De acordo com a professora Helena Regina Lobo da Costa, do Departamento de Direito Penal da Faculdade de Direito, o Projeto de Lei vai de encontro a dois pontos fundamentais em relação ao tratamento da dependência química. “Nem todo usuário é dependente. Um tratamento minimamente eficaz tem como pressuposto fundamental a adesão voluntária do paciente. Se ele não está de acordo, é difícil haver a força de vontade necessária para superar a condição”, diz em entrevista ao Jornal da USP no Ar.

Nesse sentido, a lei foi bastante criticada não só por profissionais da saúde, mas também por juristas. “O usuário de drogas ainda é um ser capaz segundo o direito civil”, diz Helena. Na democracia, o papel fundamental das leis é garantir a segurança em todos os níveis do indivíduo. Além disso, o projeto proíbe as internações em  comunidades terapêuticas acolhedoras. “Em certos casos, a formalidade de hospitais e clínicas desincentiva o dependente químico do tratamento. A proibição não dá conta da complexidade comportamental do usuário de drogas”, explica a jurista.
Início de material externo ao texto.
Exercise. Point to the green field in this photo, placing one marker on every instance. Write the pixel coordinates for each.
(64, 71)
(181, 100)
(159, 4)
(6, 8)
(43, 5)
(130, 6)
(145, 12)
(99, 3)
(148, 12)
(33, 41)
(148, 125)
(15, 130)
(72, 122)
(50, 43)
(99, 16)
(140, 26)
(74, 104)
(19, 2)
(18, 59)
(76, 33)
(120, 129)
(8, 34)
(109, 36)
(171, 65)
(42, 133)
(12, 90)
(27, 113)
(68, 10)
Foto: Marco Gomes/Flickr-CC

Outra preocupação de Helena é o número de pessoas que poderiam indicar a internação involuntária. “Apesar do médico ter de assinar a determinação, qualquer servidor público do Sisnad ou profissional da saúde ligado ao dependente químico tem o poder de fazer essa indicação”, declara. Internar alguém contra sua vontade é, em certa medida, cercear a liberdade de alguém, assim como o encarceramento. “Não deveria ser uma função delegada a qualquer um”, argumenta a professora.

A jurista comenta que o proibicionismo rigoroso, como posto em atividade no Brasil, é uma prática em desarmonia com o avanço do mundo. “Muitos países estão descriminalizando o uso de drogas, ou pelo menos algumas delas. Parte deles,até legalizam algumas formas de comércio e colhem resultados positivos. É claro que são casos a se analisar com cautela, se estudar, mas há progresso”, conta a professora.

Ela lembra que, embora em prática há muito tempo no Brasil, a dura repressão não mostra eficiência nem no combate ao uso de drogas, pelo lado da saúde, muito menos no combate à violência. “As medidas modernas partem do ponto que a droga vai sempre condizer com o ser humano. Ao longo da história, todas as civilizações tiveram contato com algum entorpecente”, expõe.

Nesse meio-tempo, corre no Supremo Tribunal Federal (STF) um recurso extraordinário que descriminaliza o porte de maconha por usuários. A apelação já teve uma vitória por 3 a 0 na corte, mas segue para nova análise. O governo federal é contra essa perspectiva.